Hellan's mouth gradually pulls into a line, but she says nothing of the things that spark Desmond's ire, when she could so easily inflame it further. "I can see about the Citadel," she says, slow and low, considering and confident — almost to the point of reassuring. Almost. Not quite.

Desmond closes his eyes, just for a moment, sagging his chin forward. "I would owe you a favor. A much larger'n than the one you still owe me. If you'll help." He glances sideways at the woman, measuring her, head tilting a bit. "You think I sucked cock to get knighted?"

Just as Hellan is about to respond to such things as favours and her potential help, Desmond asks his question, and she looks at him though he's leaking his brains out his ear, pressing her dark brows down and grimacing. "It can't say it crossed my mind," she says — bitterly, for now it has. Not every scrap of gossip makes its way to her knowledge. "Metaphorically, now that is a possibility," she adds offhandedly, turning from his gaze to take another drink.

Desmond flinches faintly and nods. "I needed to hear it from someone who hated me," he says quietly. "They're all saying it. Men I never met, they're saying it. Like I never stood in front of that mob. It's like I never accomplished nothing myself." For a moment, the self-pity has full reign, but then he tamps it down, straightens. "So you'll help me, then?"

She lets him talk and pity himself without interruption and she doesn't say a thing about it afterward. Hellan's own opinions stir in her eyes, a bit of dark in the ice, but she does not bother to speak them."If there's something to be found." It is not the most ringing of endorsements, but she nods her head slowly: it's an agreement.

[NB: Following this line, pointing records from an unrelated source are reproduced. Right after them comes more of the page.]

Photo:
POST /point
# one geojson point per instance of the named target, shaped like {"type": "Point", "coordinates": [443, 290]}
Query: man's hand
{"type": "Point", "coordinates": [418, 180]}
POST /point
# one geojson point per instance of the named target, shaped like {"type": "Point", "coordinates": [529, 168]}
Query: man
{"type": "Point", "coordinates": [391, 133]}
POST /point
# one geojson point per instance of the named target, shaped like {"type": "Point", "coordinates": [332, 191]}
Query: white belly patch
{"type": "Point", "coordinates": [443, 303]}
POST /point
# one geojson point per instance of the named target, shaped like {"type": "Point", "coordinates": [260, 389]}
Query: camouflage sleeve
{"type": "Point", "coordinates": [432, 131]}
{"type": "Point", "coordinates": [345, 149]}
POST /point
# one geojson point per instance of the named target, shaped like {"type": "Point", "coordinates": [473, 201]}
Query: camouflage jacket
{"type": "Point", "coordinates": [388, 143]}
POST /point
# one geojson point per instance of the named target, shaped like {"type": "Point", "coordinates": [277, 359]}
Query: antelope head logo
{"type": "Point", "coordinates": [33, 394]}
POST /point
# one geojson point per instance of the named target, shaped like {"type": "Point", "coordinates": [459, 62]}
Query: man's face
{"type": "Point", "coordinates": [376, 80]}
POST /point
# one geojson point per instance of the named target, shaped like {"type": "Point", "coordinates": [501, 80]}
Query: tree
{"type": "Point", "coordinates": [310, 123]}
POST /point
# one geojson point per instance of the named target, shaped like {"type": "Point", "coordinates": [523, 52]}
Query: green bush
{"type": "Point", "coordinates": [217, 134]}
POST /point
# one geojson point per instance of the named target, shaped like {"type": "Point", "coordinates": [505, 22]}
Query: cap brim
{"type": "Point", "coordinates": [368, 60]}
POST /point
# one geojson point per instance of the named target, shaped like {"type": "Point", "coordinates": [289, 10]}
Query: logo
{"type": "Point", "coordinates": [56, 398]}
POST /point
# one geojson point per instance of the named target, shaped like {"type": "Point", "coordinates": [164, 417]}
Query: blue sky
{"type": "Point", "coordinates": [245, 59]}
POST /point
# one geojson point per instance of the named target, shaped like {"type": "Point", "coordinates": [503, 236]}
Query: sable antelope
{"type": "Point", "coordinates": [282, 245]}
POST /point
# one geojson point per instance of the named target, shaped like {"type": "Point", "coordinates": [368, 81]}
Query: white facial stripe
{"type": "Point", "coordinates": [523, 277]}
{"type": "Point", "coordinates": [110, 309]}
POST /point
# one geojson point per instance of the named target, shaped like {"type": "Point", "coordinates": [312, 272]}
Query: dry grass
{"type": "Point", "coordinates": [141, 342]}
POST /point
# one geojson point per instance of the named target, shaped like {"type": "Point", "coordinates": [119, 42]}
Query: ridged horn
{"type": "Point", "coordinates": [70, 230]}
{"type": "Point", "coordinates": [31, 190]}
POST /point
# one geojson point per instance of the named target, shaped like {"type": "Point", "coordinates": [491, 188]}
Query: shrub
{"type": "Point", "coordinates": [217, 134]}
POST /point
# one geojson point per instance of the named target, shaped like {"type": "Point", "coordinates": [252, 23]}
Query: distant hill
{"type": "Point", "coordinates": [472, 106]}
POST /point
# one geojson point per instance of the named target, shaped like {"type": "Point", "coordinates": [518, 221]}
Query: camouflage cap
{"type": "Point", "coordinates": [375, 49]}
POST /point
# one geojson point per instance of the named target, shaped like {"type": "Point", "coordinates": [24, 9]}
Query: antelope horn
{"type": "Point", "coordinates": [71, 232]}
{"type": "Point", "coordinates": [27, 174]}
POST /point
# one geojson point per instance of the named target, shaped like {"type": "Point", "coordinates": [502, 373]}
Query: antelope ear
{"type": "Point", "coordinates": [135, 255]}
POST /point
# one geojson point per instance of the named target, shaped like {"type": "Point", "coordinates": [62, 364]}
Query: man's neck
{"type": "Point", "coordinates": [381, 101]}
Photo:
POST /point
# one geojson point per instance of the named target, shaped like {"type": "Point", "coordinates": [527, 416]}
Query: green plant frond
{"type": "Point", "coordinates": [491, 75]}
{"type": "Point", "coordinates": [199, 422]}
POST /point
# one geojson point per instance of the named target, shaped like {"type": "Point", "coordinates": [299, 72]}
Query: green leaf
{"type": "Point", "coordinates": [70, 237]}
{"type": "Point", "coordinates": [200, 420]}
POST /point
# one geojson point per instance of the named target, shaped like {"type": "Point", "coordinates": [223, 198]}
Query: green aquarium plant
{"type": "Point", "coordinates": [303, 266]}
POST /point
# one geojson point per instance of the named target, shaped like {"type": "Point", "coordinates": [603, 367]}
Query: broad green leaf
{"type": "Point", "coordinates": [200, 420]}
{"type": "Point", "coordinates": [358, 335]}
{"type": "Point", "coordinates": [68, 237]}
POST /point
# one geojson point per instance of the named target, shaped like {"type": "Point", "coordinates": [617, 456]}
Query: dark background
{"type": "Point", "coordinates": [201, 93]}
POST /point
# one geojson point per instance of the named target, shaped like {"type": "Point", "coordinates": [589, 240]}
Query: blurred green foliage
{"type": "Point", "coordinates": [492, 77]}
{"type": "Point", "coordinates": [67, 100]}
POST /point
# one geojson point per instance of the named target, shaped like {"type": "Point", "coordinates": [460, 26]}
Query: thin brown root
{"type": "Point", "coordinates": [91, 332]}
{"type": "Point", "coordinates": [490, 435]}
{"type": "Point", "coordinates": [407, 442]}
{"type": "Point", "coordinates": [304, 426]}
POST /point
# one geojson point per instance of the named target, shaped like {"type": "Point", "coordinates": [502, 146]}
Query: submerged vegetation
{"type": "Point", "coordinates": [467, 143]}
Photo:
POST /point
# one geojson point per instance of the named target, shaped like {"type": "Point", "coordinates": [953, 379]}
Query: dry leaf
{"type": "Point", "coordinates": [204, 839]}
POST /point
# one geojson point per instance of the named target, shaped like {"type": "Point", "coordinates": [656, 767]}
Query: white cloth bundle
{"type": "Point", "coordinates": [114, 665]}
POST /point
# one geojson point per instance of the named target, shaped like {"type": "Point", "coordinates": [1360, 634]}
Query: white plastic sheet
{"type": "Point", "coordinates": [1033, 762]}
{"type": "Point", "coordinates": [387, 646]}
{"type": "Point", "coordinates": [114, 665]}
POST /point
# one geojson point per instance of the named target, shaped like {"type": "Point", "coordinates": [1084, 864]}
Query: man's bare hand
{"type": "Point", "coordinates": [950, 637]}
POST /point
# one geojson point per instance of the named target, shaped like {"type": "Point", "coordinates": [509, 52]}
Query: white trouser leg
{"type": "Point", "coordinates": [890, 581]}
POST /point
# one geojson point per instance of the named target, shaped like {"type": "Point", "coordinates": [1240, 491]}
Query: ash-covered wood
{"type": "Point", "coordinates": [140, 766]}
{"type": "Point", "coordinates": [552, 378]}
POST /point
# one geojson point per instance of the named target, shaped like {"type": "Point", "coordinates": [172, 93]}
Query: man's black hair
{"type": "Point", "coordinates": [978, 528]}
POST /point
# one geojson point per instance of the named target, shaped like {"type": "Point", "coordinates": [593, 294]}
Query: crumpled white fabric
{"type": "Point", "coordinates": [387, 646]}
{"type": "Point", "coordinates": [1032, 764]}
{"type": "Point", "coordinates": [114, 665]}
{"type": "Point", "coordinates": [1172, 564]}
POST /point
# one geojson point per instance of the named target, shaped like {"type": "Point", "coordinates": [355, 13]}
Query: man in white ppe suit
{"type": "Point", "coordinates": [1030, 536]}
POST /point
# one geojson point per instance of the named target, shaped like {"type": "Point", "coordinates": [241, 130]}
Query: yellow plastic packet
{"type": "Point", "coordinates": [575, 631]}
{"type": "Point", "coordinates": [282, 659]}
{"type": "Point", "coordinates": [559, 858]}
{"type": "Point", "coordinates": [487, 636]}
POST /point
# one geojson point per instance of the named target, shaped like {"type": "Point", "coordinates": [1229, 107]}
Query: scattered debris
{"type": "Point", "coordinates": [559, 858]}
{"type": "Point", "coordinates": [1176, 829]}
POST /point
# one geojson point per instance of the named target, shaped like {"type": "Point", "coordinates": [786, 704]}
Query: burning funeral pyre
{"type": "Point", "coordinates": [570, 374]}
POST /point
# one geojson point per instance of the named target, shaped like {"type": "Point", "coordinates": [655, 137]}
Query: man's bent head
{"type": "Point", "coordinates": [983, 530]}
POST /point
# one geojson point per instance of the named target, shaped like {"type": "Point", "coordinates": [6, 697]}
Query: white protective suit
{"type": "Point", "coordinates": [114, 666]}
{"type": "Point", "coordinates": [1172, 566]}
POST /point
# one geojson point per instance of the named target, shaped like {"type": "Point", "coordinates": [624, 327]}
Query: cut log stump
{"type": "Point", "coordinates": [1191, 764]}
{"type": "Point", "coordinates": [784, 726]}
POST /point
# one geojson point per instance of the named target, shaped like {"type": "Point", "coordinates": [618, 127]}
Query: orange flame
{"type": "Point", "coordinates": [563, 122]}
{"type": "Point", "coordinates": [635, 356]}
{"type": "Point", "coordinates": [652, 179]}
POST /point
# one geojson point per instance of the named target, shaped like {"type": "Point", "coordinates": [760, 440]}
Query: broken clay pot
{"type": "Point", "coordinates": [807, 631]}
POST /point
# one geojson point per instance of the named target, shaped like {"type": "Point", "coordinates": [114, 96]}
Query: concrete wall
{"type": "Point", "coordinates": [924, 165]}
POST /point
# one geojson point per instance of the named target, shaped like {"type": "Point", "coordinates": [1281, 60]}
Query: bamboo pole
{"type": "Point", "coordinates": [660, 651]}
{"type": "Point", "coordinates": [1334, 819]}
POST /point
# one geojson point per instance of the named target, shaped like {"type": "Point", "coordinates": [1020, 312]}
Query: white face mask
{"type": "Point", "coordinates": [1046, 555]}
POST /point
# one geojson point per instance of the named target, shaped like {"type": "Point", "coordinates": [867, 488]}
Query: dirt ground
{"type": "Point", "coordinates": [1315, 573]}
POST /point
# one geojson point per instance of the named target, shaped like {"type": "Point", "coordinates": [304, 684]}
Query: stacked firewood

Desmond rises to his feet, then. "Then I'll be looking for you, Lady. If there's anything you need of me, ask it. So far's I'm concerned, I'm in your debt." He drowns the rest of the strong brown ale from his tankard, setting it down atop the table. "And thank you for the hospitality. And the rest."

"Don't start thinking me too generous," Hellan retorts. A vague flicker of a smirk exists at one side of her mouth; a joke, perhaps, a reference to her similar words the last day she met when she was rather less generous than today, in fact. If she remembers it at all.

As he makes his way out the door, Desmond can be heard laughing. "I shall never make that mistake," he throws over his shoulder.